So i’m building a genre recognition deep learning model using only CNN , I’m a bit stuck on how to use the CNN to take only a part of my image at a time. Like taking only 96,96 pixels at a time.
I have generated the melspectogram image of the first 30secs of the audio clips in the GTZAN dataset.
Each image has the dim [1,96,1366 ]
How should I build my model ? Should I go over the whole image or take only a part of the image?
Also , posting a bit of code on feeding the image to the model will be very helpful.
One way would be to adapt the ImageFolder class to your dataset, and to add the following transformation which would take a random crop from your image and resize to the size needed by the mode you’re using.

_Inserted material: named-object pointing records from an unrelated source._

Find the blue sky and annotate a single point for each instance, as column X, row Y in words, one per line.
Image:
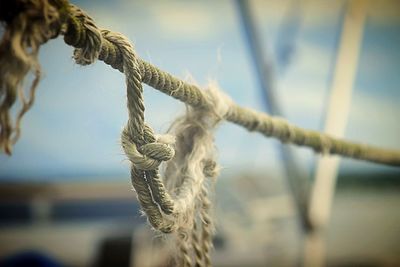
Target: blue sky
column 73, row 130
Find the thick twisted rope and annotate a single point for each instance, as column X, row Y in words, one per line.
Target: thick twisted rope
column 253, row 120
column 171, row 204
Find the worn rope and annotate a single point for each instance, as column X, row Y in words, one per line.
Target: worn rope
column 178, row 200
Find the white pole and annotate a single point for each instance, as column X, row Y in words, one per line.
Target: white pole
column 335, row 124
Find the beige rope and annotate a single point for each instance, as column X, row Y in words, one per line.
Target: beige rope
column 175, row 203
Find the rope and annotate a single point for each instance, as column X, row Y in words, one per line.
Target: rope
column 175, row 202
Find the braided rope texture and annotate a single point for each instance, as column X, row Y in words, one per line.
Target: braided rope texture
column 177, row 202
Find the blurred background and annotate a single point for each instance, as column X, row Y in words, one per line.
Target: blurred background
column 65, row 193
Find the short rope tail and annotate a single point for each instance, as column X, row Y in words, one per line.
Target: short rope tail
column 184, row 258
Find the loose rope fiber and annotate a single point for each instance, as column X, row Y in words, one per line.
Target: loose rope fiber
column 178, row 201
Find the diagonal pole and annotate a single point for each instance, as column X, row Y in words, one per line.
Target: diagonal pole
column 266, row 77
column 335, row 124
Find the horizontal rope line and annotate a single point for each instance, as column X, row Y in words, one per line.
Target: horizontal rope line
column 268, row 125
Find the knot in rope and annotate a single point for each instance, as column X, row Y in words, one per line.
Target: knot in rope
column 148, row 156
column 83, row 34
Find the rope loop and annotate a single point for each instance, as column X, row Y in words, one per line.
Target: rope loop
column 148, row 156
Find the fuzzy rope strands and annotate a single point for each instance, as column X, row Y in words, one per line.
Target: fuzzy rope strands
column 177, row 203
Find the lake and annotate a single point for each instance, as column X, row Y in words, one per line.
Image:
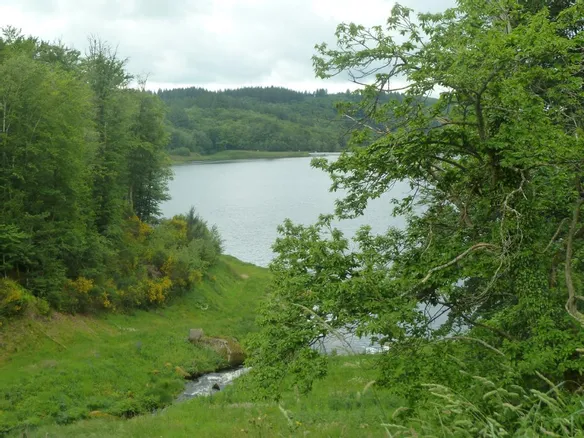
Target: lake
column 247, row 200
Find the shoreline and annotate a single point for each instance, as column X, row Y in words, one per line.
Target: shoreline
column 242, row 155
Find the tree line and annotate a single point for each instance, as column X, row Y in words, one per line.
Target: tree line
column 83, row 172
column 256, row 118
column 479, row 297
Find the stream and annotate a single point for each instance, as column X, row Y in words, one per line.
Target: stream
column 209, row 384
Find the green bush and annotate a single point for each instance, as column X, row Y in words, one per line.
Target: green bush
column 14, row 299
column 183, row 152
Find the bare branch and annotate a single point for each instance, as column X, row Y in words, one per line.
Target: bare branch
column 555, row 236
column 571, row 304
column 459, row 257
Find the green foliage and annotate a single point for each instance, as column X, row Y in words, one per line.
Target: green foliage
column 258, row 119
column 13, row 298
column 66, row 368
column 493, row 236
column 83, row 172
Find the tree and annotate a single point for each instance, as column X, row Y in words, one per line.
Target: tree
column 106, row 75
column 148, row 165
column 44, row 119
column 493, row 237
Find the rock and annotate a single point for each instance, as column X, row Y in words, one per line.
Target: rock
column 228, row 348
column 195, row 335
column 181, row 372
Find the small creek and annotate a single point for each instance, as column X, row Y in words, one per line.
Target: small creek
column 209, row 384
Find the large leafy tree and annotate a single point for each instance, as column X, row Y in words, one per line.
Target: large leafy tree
column 493, row 240
column 44, row 118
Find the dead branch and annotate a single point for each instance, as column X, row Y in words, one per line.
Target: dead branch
column 572, row 303
column 459, row 257
column 555, row 236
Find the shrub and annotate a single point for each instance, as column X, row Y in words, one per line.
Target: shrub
column 77, row 295
column 14, row 299
column 183, row 152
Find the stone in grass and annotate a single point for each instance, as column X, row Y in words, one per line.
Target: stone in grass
column 195, row 335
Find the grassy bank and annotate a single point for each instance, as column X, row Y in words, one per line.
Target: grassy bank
column 65, row 368
column 237, row 155
column 342, row 405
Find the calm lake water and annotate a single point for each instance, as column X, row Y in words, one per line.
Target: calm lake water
column 247, row 200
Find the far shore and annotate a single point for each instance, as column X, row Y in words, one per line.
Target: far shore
column 232, row 155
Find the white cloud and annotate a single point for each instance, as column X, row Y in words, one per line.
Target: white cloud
column 209, row 43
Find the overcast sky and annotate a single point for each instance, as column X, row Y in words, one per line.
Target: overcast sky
column 209, row 43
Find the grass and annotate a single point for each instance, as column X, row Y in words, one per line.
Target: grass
column 237, row 155
column 342, row 405
column 65, row 368
column 109, row 375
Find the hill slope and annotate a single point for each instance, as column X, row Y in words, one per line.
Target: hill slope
column 265, row 119
column 65, row 368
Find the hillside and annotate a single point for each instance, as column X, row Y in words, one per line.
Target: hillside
column 262, row 119
column 63, row 368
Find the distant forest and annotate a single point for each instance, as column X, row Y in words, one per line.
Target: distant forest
column 258, row 118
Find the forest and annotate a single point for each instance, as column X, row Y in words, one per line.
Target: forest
column 83, row 171
column 256, row 118
column 477, row 300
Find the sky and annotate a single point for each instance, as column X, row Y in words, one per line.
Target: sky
column 215, row 44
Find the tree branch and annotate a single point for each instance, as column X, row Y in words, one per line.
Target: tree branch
column 571, row 304
column 459, row 257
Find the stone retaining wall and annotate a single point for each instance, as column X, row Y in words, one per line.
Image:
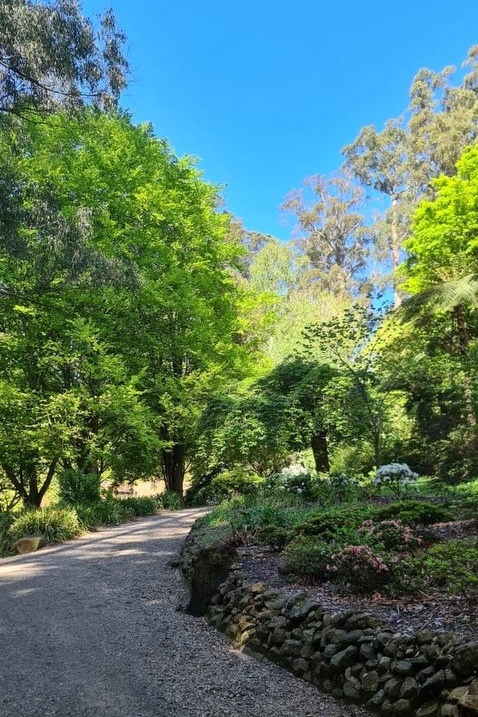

train_transform = transforms.Compose([ transforms.RandomSizedCrop(image_size),
transforms.Normalize(mean=(0.485, 0.456, 0.406),
std=(0.229, 0.224, 0.225))])
Hope this helps!
Thanks for the reply,
But what about the remaining image data , because only a part of the image might not be helpful in analysing the genre of the music.
It all really depends on what you want to achieve. If you think that you need the entire image, you could just scale the image down using transforms.Scale(image_size) instead. But it might be the case that getting random crops helps in training. Best way would be to try both and see what each network learns.
If you’re loading images that large and you plan on just scaling them down, I would recommend preprocessing them all first (create another dataset where all the images are of the size used by the network) as it would greatly speed up training.
Thanks for your input. I try it and post my results.